From: Chen Yu <yu.c.chen@intel.com>
To: Valentin Schneider <vschneid@redhat.com>
Cc: <paulmck@kernel.org>, Peter Zijlstra <peterz@infradead.org>,
<linux-kernel@vger.kernel.org>, <sfr@canb.auug.org.au>,
<linux-next@vger.kernel.org>, <kernel-team@meta.com>
Subject: Re: [BUG almost bisected] Splat in dequeue_rt_stack() and build error
Date: Wed, 28 Aug 2024 21:44:08 +0800 [thread overview]
Message-ID: <Zs8pqJjIYOFuPDiH@chenyu5-mobl2> (raw)
In-Reply-To: <xhsmha5gwome6.mognet@vschneid-thinkpadt14sgen2i.remote.csb>
Hi,
On 2024-08-28 at 14:35:45 +0200, Valentin Schneider wrote:
> On 27/08/24 13:36, Paul E. McKenney wrote:
> > On Tue, Aug 27, 2024 at 10:30:24PM +0200, Valentin Schneider wrote:
> >> On 27/08/24 11:35, Paul E. McKenney wrote:
> >> > On Tue, Aug 27, 2024 at 10:33:13AM -0700, Paul E. McKenney wrote:
> >> >> On Tue, Aug 27, 2024 at 05:41:52PM +0200, Valentin Schneider wrote:
> >> >> > I've taken tip/sched/core and shuffled hunks around; I didn't re-order any
> >> >> > commit. I've also taken out the dequeue from switched_from_fair() and put
> >> >> > it at the very top of the branch which should hopefully help bisection.
> >> >> >
> >> >> > The final delta between that branch and tip/sched/core is empty, so it
> >> >> > really is just shuffling inbetween commits.
> >> >> >
> >> >> > Please find the branch at:
> >> >> >
> >> >> > https://gitlab.com/vschneid/linux.git -b mainline/sched/eevdf-complete-builderr
> >> >> >
> >> >> > I'll go stare at the BUG itself now.
> >> >>
> >> >> Thank you!
> >> >>
> >> >> I have fired up tests on the "BROKEN?" commit. If that fails, I will
> >> >> try its predecessor, and if that fails, I wlll bisect from e28b5f8bda01
> >> >> ("sched/fair: Assert {set_next,put_prev}_entity() are properly balanced"),
> >> >> which has stood up to heavy hammering in earlier testing.
> >> >
> >> > And of 50 runs of TREE03 on the "BROKEN?" commit resulted in 32 failures.
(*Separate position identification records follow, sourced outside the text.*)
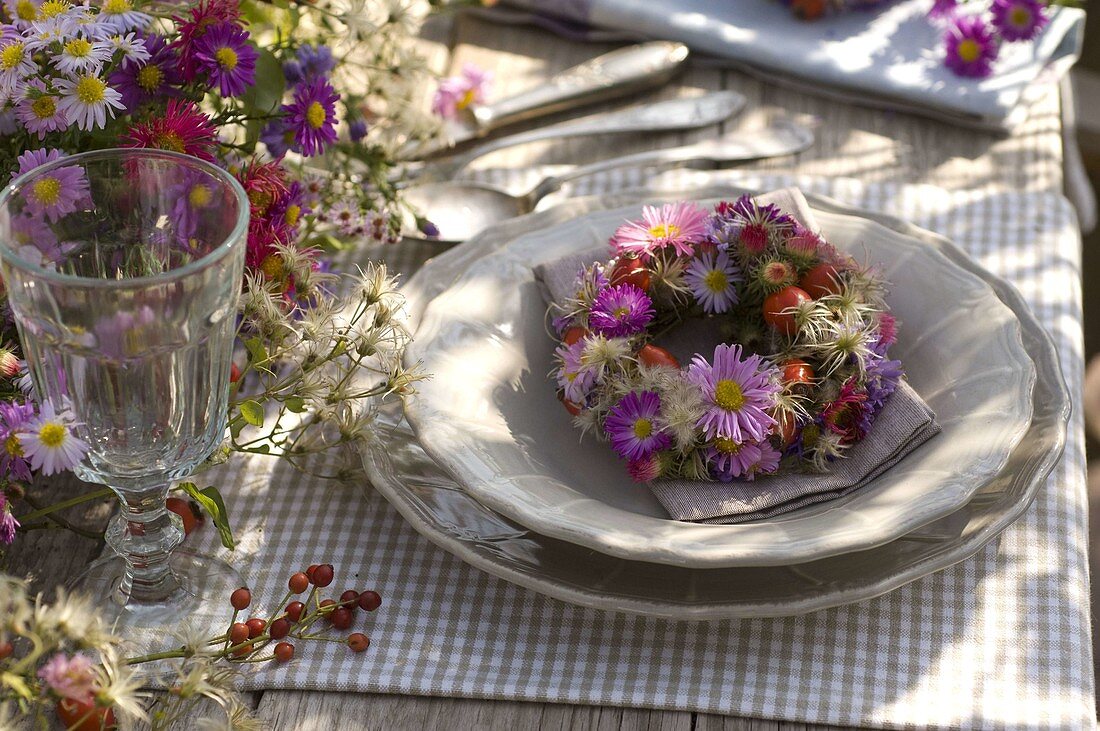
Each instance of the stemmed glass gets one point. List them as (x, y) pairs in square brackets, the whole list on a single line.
[(123, 269)]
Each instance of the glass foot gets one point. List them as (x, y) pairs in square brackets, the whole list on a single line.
[(205, 584)]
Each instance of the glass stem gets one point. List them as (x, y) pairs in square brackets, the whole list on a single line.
[(144, 533)]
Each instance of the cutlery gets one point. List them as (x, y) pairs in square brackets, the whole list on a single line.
[(460, 210), (657, 117), (604, 77)]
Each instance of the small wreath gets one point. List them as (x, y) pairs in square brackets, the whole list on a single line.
[(801, 376)]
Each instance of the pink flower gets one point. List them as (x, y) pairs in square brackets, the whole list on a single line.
[(69, 677), (459, 92), (673, 224)]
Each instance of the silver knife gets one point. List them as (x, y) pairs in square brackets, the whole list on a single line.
[(604, 77)]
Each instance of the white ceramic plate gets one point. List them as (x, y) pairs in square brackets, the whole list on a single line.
[(439, 509), (491, 420)]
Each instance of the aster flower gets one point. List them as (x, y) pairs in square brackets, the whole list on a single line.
[(180, 129), (1019, 20), (970, 47), (713, 279), (673, 224), (227, 57), (56, 194), (458, 92), (573, 377), (40, 111), (312, 117), (50, 444), (620, 310), (739, 394), (87, 101), (629, 425), (69, 677)]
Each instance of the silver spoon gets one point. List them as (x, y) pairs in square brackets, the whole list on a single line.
[(657, 117), (460, 210)]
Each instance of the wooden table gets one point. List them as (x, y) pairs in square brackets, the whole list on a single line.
[(857, 142)]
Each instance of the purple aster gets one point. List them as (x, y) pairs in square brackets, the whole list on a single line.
[(223, 52), (739, 394), (13, 417), (574, 379), (1019, 20), (971, 47), (152, 79), (630, 428), (55, 194), (620, 311), (713, 279), (312, 117)]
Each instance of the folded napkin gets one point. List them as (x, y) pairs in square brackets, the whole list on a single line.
[(893, 52), (904, 422)]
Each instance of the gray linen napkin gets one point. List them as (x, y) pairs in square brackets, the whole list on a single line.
[(904, 422)]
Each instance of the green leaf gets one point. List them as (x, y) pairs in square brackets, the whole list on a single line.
[(252, 412), (210, 499)]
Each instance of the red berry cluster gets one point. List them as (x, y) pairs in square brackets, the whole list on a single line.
[(296, 619)]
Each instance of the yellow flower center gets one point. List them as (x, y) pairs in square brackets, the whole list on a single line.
[(293, 212), (52, 9), (969, 51), (664, 231), (44, 107), (1020, 17), (200, 196), (25, 10), (716, 281), (316, 115), (11, 56), (78, 47), (728, 395), (727, 445), (52, 434), (89, 90), (150, 77), (46, 190), (226, 57), (13, 446)]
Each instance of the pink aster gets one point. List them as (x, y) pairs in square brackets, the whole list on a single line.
[(180, 129), (69, 677), (312, 115), (1019, 20), (739, 394), (629, 425), (673, 224), (970, 47), (227, 57), (459, 92)]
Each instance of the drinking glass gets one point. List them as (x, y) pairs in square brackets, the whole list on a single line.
[(123, 269)]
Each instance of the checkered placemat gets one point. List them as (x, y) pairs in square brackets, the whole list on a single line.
[(1000, 640)]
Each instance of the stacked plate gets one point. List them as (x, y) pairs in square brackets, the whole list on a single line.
[(493, 471)]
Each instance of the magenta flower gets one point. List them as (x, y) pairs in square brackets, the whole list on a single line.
[(713, 279), (673, 224), (223, 52), (620, 311), (69, 677), (971, 47), (739, 394), (458, 92), (312, 117), (630, 427), (56, 194), (1019, 20)]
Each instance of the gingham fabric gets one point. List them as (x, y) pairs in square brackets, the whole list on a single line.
[(1000, 640)]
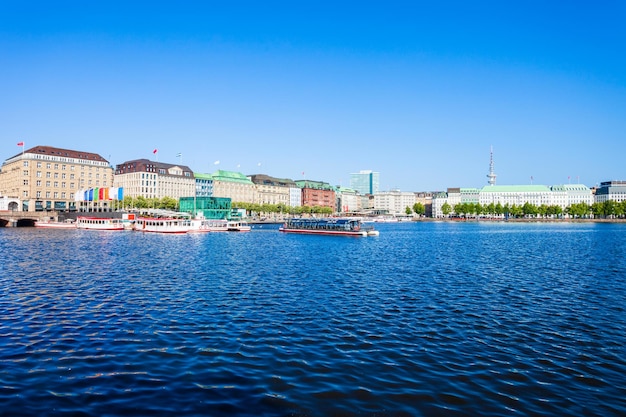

> >> > Of these, 29 were the dequeue_rt_stack() failure. Two more were RCU
> >> > CPU stall warnings, and the last one was an oddball "kernel BUG at
> >> > kernel/sched/rt.c:1714" followed by an equally oddball "Oops: invalid
> >> > opcode: 0000 [#1] PREEMPT SMP PTI".
> >> >
> >> > Just to be specific, this is commit:
> >> >
> >> > df8fe34bfa36 ("BROKEN? sched/fair: Dequeue sched_delayed tasks when switching from fair")
> >> >
> >> > This commit's predecessor is this commit:
> >> >
> >> > 2f888533d073 ("sched/eevdf: Propagate min_slice up the cgroup hierarchy")
> >> >
> >> > This predecessor commit passes 50 runs of TREE03 with no failures.
> >> >
> >> > So that addition of that dequeue_task() call to the switched_from_fair()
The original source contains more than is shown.